Harold Scott Macdonald Coxeter, mathematician: born London 9 February 1907;
Fellow, Trinity College, Cambridge 1931-36, Honorary Fellow 2001; Assistant Professor of Mathematics, University of Toronto 1936-43, Associate Professor 1943-48, Professor 1948-80 (Emeritus); Editor, Canadian Journal of Mathematics 1948-57; FRS 1950; CC 1997; married 1936 Rien Brouwer (died 1999; one son, one daughter); died Toronto, Ontario 31 March 2003


H. S. M. Coxeter, Professor of Mathematics at the University of Toronto for more than 30 years, was an extraordinary mathematician. While he was one of the greatest and most successful members of the mathematical community, his work was inspired by the world around him, and he contributed to it. He pursued mathematics as a form of art.

It is not surprising that Coxeter was a great friend and admirer of the Dutch graphic artist M.C. Escher. In 1997 he published a paper, "The Trigonometry of Hyperbolic Tessellations", in which he proved that, despite knowing no mathematics, Escher had achieved mathematical perfection in his 1958 woodcut Circle Limit III. "Escher did it by instinct," Coxeter explained. "I did it by trigonometry."

Coxeter investigated symmetries, in nature and in the arts. He studied the mathematics of frieze patterns and crystals. When he was still in high school, he became fascinated with four-dimensional spaces and their symmetries. Later, his interest extended to even higher dimensions.

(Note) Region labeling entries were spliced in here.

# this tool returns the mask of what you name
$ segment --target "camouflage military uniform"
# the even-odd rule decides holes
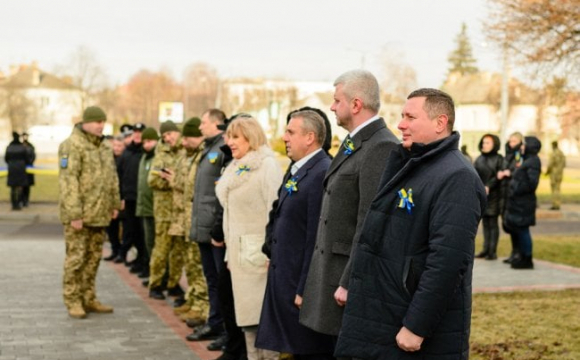
[[[201,266],[201,256],[197,244],[185,240],[191,227],[191,205],[193,200],[193,183],[197,170],[197,159],[201,149],[189,151],[178,160],[173,181],[173,218],[169,233],[179,236],[184,242],[186,262],[185,274],[188,289],[185,295],[186,306],[202,317],[207,317],[209,297],[207,284]]]
[[[566,167],[566,157],[562,150],[556,148],[550,155],[550,159],[548,160],[548,170],[546,171],[546,174],[550,175],[553,209],[560,208],[560,185],[562,184],[564,167]]]
[[[75,126],[60,144],[59,210],[66,255],[63,297],[67,308],[96,301],[95,278],[102,255],[105,227],[120,209],[119,181],[113,151],[100,137]],[[71,221],[82,220],[75,230]]]
[[[175,171],[176,161],[184,150],[180,146],[171,147],[162,143],[157,146],[147,182],[153,189],[153,209],[155,212],[155,245],[149,263],[149,289],[159,288],[169,261],[167,288],[179,283],[185,263],[185,240],[169,234],[172,223],[173,195],[171,184],[159,176],[160,169]],[[175,249],[174,249],[175,248]],[[170,261],[170,257],[172,260]]]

His research into symmetries led him to structures that are now called Coxeter groups. His results on these structures have turned out to be fundamental in many subsequent investigations in several areas of mathematics.

Coxeter was a passionate geometer, following the great tradition that is so intimately connected with the name of Euclid and that has inspired mathematicians for over 2,000 years. Even at times when the fashion in mathematics seemed to move in another direction, Coxeter was pursuing aesthetically appealing geometric problems. In the introduction to Geometry Revisited (1967), he and his co-author, S.L. Greitzer, write:

Let us revisit Euclid. Let us discover for ourselves a few of the newer results. Perhaps we may be able to recapture some of the wonder and awe that our first contact with geometry aroused.

One of Coxeter's books, Regular Complex Polytopes (1974), contains advanced mathematical theories of geometric objects, yet it does not fit into any bookcase. It displays many beautiful and sometimes intricate figures. It is meant to be a coffee-table book. Coxeter writes in the preface:

I have made an attempt to construct it like a Bruckner symphony, with crescendos and climaxes, little foretastes of pleasure to come, and abundant
cross-references.
An accomplished musician, Coxeter liked to point out relations between music and mathematics.

Harold Scott Macdonald ("Donald") Coxeter was born in 1907 in London, and educated at King Alfred School in north London, St George's School, Harpenden, and Trinity College, Cambridge. He got his PhD in 1931 at Cambridge, and was a research fellow at Trinity from 1931 to 1936, during which he spent two years, as a Rockefeller Foundation Fellow and then a J.E. Procter Fellow at Princeton University. In 1936 he joined the Faculty of the Department of Mathematics at Toronto University as an Assistant Professor. He stayed there all his life, serving as Professor of Mathematics
from 1948 to 1980.

Coxeter was welcomed as a visiting professor at universities in Britain, the Netherlands, Italy, Australia and the United States. He was an inspiring and popular lecturer at conferences and universities all over the globe. In July 2002, he gave an invited address at the conference in honour of Janos Bolyai on Hyperbolic Geometry in Budapest. He had a number of honorary doctorates from universities in Canada and in Germany.

He was a Fellow of the Royal Society (1950) and a Fellow of the Royal Society of Canada. In 1995, he received the CRM/Fields Institute Prize, and in 1997 the Distinguished Service Award of the Canadian Mathematical Society and the Sylvester Medal of the Royal Society of London. In the same year, Coxeter was named a Companion of the Order of Canada.

Donald Coxeter contributed greatly to mathematical knowledge, with over 200 scientific publications to his credit, including a number of well-received books, several of which were translated into many different languages. In 1970, he wrote an article on "Solids, geometric" for the Encyclopaedia Britannica.

He was also a vegetarian, he was active in saving the environment, and he promoted peace.